Designing resilient software architecture


Written by Anders Marzi Tornblad

Published on

This is part 2 of the Getting into software architecture series. If you haven't read the first part, here it is: A primer for emerging software architects

As we navigate the complexities of software architecture, three key aspects continually surface - system reliability, maintainability, and scalability. These are vital for the long-term success of any software system. But how do we architect systems to ensure these aspects are optimally addressed? In this article, we delve deeper into each of these aspects, understand their importance, and explore how to shape our software architecture around them.

System reliability

System reliability is an important quality of robust software architecture. It's the measure of the system's ability to perform its intended function, consistently, under both normal and unexpected conditions. The challenge of maintaining high reliability becomes particularly pronounced when dealing with distributed systems like microservices architectures. In such scenarios, practices like distributed logging, effective exception handling, data replication, planned redundancy, and adept failover procedures become crucial.

Distributed Logging

A reliable system requires a comprehensive understanding of its operational status, performance issues, and potential errors. This is where distributed logging comes in. Given the distributed nature of modern software systems, it's important to have a centralized log management system that aggregates logs from all services for easier monitoring and debugging.

Distributed logging provides visibility into the behavior of your applications and aids in debugging problems that could affect system reliability. An insightful source on this topic is the article What is distributed tracing? at the Splunk blog.

Exception handling

Proper exception handling is fundamental for maintaining system reliability. Without it, unexpected errors can cause cascading failures across the system. For distributed systems, exception handling becomes even more critical. It's important to capture and handle exceptions appropriately, ensuring they don't lead to system-wide crashes or instability.

Data replication

Data replication is another key component of system reliability in distributed systems. It involves storing redundant copies of data across different nodes, ensuring that the system remains operational even in the face of individual node failures. Moreover, data replication allows for load balancing of read requests, enhancing system performance.

Reduncancy and failover procedures

Planning for redundancy is a strategy to ensure high reliability and availability in distributed systems.

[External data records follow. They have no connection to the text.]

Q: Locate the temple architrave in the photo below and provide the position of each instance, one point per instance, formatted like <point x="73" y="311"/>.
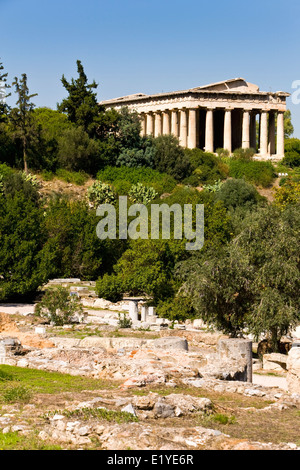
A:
<point x="219" y="115"/>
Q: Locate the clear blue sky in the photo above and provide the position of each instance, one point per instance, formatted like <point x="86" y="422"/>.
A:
<point x="131" y="46"/>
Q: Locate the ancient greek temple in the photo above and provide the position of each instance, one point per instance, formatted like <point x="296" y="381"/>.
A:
<point x="229" y="114"/>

Redundancy refers to the duplication of critical components of the system to increase its reliability. These can include servers, databases, or network connections.

Redundancy goes hand in hand with failover procedures, which are pre-planned strategies to smoothly switch over to a redundant or standby system component when the primary one fails. A well-designed failover procedure minimizes the downtime and prevents data loss, ensuring a high level of system reliability.

For those interested in delving deeper, Designing Distributed Systems: Patterns and Paradigms for Scalable, Reliable Services by Brendan Burns is a remarkable resource.


Maintainability, in the software architecture realm, is a measure of how easy it is to support, enhance, modify, and understand a system. A highly maintainable system ensures speedy resolution of bugs, facilitates smooth upgrades, and allows for seamless integration of new features. But to reach this level of maintainability, there's a secret weapon we must employ: simplicity.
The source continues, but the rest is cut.